I’m the Reverend John Russell Stanger and I’m from Brazoria, Texas. I grew up on my family’s cattle ranch outside Brazoria. One of things I remember doing when I was about 10 was putting on my own church service in our living room. Because I had grown up going to church, my parents were both Elders in our small presbyterian church and I loved it, I loved going to church, I felt at home there, there was something about everything we sort of did at church that spoke to me.
I had a music stand as a pulpit that I put in the center of our living room and I laid out on the coffee table bibles from around our house and some hymnal and I wrote out an order of service. So we started with a call to worship, and we sang hymns, and I asked my parents to read from scripture, and then I’m sure I preached to them as a 10-year-old and they were really great at humoring me. The one thing that sticks out to me as really gay was that I had bathrobes that I wore that were my clerical vestments and I would switch between a bathrobe that was me as the pastor and one that was me as the choir director. And my dad who’s this like 6’3” rancher, I remember him saying, “Why do you keep switching bathrobes?” And my mom said, “I think he’s supposed to be different people.”

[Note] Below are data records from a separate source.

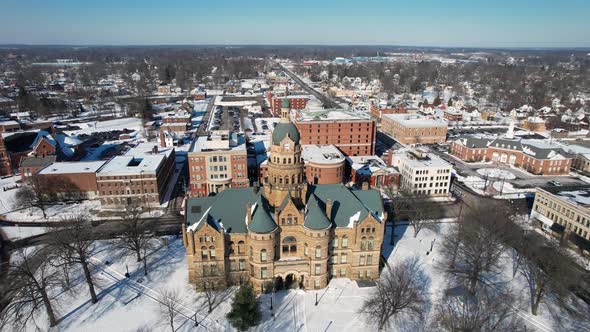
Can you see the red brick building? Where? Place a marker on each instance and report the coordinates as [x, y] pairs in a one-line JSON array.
[[77, 179], [373, 171], [217, 162], [354, 136], [141, 180], [534, 156], [5, 166]]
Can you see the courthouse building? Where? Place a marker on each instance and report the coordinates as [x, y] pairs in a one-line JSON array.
[[286, 233]]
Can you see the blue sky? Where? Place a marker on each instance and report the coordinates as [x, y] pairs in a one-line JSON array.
[[468, 23]]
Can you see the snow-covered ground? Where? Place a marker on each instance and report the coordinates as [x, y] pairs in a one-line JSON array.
[[131, 304], [7, 197], [496, 173], [55, 212]]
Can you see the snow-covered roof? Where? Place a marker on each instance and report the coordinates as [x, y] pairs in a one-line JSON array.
[[321, 154], [131, 165], [73, 167]]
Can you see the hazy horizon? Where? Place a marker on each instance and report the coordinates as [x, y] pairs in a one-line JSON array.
[[501, 24]]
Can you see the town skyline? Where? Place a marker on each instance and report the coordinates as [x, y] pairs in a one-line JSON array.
[[526, 24]]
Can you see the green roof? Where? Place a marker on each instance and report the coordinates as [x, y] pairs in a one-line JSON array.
[[283, 129], [262, 222], [315, 216], [228, 209], [285, 103]]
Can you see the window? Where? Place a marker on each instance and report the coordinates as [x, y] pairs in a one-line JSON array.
[[204, 252], [242, 266], [335, 242], [212, 252], [263, 255], [344, 241], [289, 245]]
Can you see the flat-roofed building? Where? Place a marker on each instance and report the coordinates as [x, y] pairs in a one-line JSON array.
[[324, 164], [140, 179], [564, 213], [218, 161], [72, 180], [414, 128], [353, 133], [423, 173]]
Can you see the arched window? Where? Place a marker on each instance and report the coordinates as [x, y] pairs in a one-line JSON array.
[[263, 255], [335, 242], [204, 252], [289, 244]]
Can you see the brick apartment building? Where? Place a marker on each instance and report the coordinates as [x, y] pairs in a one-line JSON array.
[[76, 179], [537, 157], [217, 162], [414, 128], [353, 134], [140, 179]]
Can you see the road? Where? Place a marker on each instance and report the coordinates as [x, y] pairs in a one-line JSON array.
[[327, 101]]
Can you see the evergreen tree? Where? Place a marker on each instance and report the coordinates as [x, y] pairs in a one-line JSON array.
[[245, 311]]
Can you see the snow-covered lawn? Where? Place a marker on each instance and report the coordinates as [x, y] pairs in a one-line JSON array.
[[55, 212], [131, 304], [496, 173], [19, 232]]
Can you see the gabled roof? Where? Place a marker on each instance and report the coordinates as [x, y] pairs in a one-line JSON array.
[[262, 222], [315, 216]]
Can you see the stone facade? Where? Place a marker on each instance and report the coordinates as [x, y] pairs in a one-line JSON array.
[[287, 233]]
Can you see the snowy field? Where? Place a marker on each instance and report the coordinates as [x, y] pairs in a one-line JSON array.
[[496, 173], [54, 212], [132, 304]]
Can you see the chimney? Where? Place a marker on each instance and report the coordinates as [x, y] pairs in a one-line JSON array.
[[248, 213]]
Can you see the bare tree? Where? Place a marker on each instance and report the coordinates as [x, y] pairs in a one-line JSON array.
[[547, 270], [72, 241], [472, 250], [26, 289], [170, 301], [33, 194], [402, 290], [486, 311], [419, 212], [137, 234]]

But as I grew up, I grew up not knowing any out gay people at all. There were none in my life. And I clearly had this call to ministry. But I didn’t know as I started to figure out that I was probably gay, I didn’t know how to reconcile that. So I went all the way through high school and then through college, I got a BA in religion, and then ended up in Seminary still convincing myself somehow that I wasn’t gay even though I had been putting on gay church since I was 10.

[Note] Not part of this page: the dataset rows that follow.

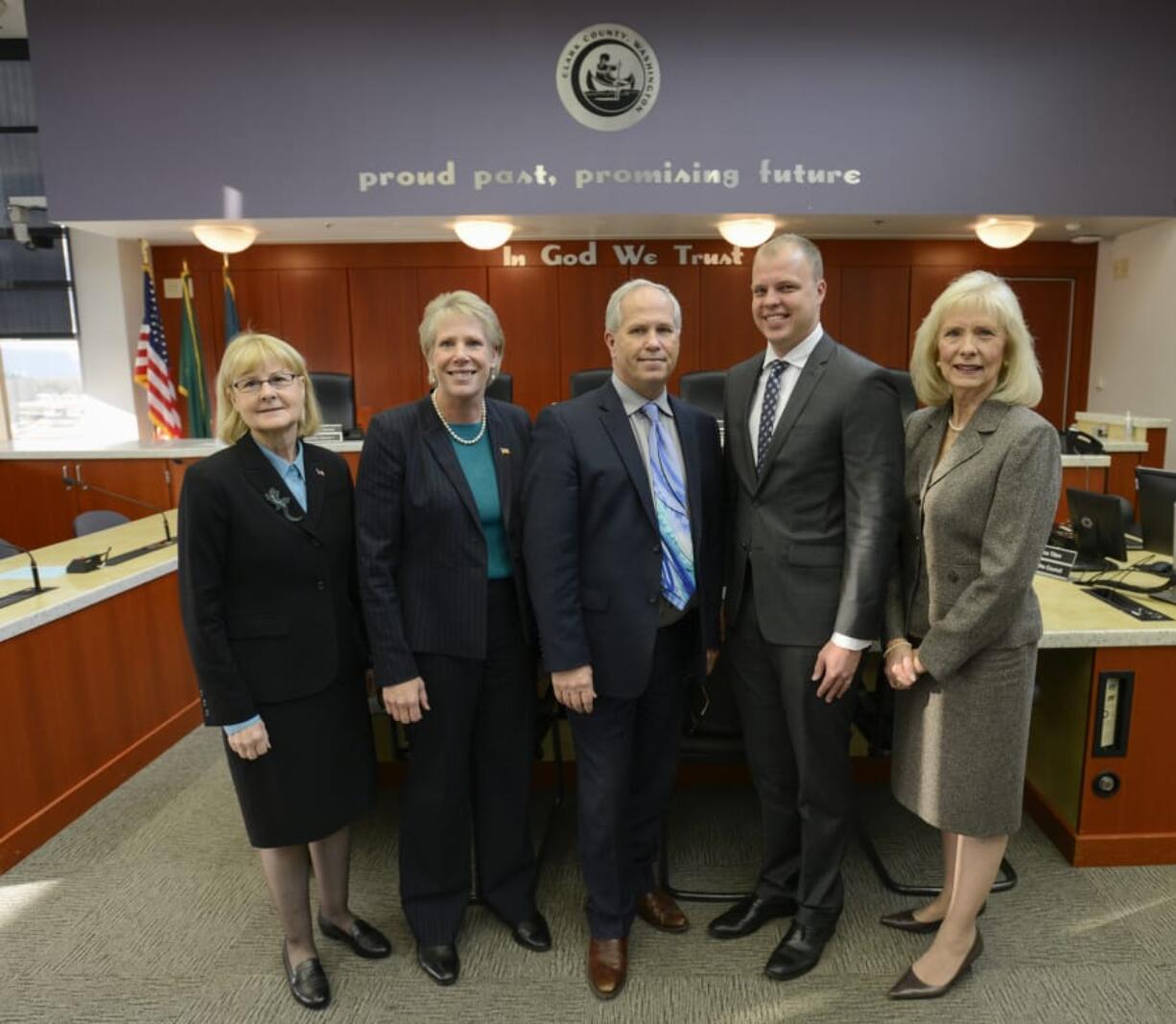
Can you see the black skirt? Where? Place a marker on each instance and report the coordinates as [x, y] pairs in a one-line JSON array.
[[318, 774]]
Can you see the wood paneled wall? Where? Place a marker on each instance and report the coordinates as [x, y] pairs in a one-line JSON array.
[[355, 308]]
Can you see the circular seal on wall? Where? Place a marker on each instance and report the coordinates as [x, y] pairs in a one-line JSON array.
[[608, 77]]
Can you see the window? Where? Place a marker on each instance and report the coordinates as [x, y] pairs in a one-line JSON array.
[[42, 388]]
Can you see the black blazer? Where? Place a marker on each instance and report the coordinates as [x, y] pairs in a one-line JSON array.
[[422, 556], [592, 545], [270, 608], [818, 525]]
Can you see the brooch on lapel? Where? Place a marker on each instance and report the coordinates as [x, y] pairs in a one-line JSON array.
[[281, 503]]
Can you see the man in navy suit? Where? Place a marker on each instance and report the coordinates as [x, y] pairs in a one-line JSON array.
[[623, 551]]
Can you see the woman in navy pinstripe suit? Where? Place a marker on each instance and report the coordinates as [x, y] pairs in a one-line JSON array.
[[443, 593]]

And it wasn’t until being in Seminary in that first year and kind of learning that this religious tradition that I had been told doesn’t support gay people actually has all this beautiful tradition that does celebrate people who are on the margin, people who are different, and we follow this guy named Jesus who hung out with people that society rejected and that started to click for me. And I ended up coming out at the end of my first year.

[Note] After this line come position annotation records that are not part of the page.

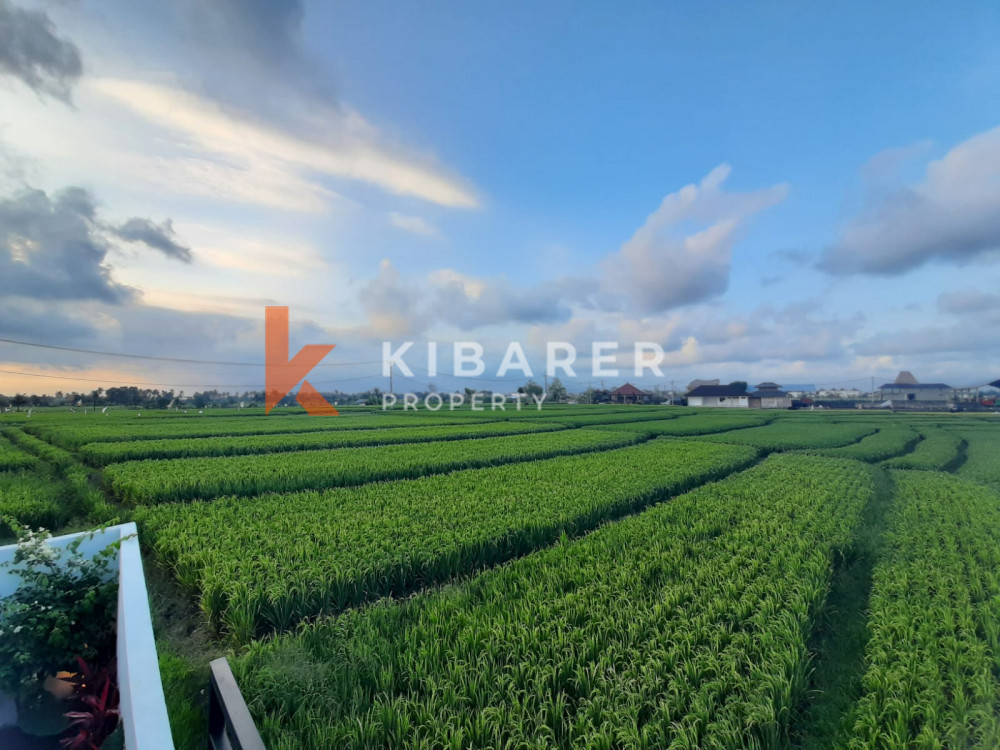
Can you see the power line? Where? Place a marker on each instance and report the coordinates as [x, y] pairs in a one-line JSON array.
[[167, 359]]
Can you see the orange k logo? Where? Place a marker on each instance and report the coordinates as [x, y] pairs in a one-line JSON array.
[[281, 374]]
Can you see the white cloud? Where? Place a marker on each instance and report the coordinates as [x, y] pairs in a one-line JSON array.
[[968, 301], [218, 145], [414, 225], [682, 253], [951, 216]]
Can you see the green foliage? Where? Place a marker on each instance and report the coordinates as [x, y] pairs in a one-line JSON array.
[[982, 463], [938, 451], [33, 499], [64, 608], [890, 440], [683, 627], [101, 454], [791, 434], [148, 482], [266, 563], [932, 669], [692, 424], [13, 458]]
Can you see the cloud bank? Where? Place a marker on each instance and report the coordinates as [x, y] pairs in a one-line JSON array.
[[31, 52], [951, 216]]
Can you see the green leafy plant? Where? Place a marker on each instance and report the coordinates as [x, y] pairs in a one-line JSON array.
[[64, 609]]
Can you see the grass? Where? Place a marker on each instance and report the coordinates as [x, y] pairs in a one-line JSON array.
[[838, 644]]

And it was this really reconciling moment, but when I came out in Seminary, the Presbyterian Church USA which is my denomination would not ordain out gay people. So I decided that I would finish Seminary but I would not seek ordination because I didn’t want to subject myself to that. But then the second year, a year later, the Presbyterian Church voted to change the ruling and I immediately started seeking ordination and because of that, as of November 2013, I was the first out person in Texas to be ordained in the Presbyterian Church. I never questioned being religious. My religious identity is as important to me as my sexual identity. So the only way I could kind of keep going when I thought I couldn’t be gay and religious was to convince myself I wasn’t gay because I couldn’t convince myself I wasn’t Christian. And then in the end being Christian is what helped me be gay.
Because I didn’t know anyone gay growing up, I made a conscious decision to be publicly gay and to model that you could be gay and Christian and even gay or LGBT as a religious leader and that is something that is a good thing. So people knew I was being ordained and proud of being gay and that really annoys people who don’t understand why we’re proud to be gay.
When I realized the only form of sin isn’t having too much pride or turning your back on God but it was also to not believe in yourself and who God made you to be. That is what saved me and helped me come out was knowing that my own sin was repression and so for me to accept who I was was to be gay but also be a better Christian.
I think a lot of people believe there is one type of religious person because they’ve grown up with people who are religious and families who are religious and religious communities who are anti-LGBT so I hope those kids know that there are pastors and gay communities and churches who will embrace them fully as who they are and make it clear to them that Jesus loves them as an LGBT youth and young adult.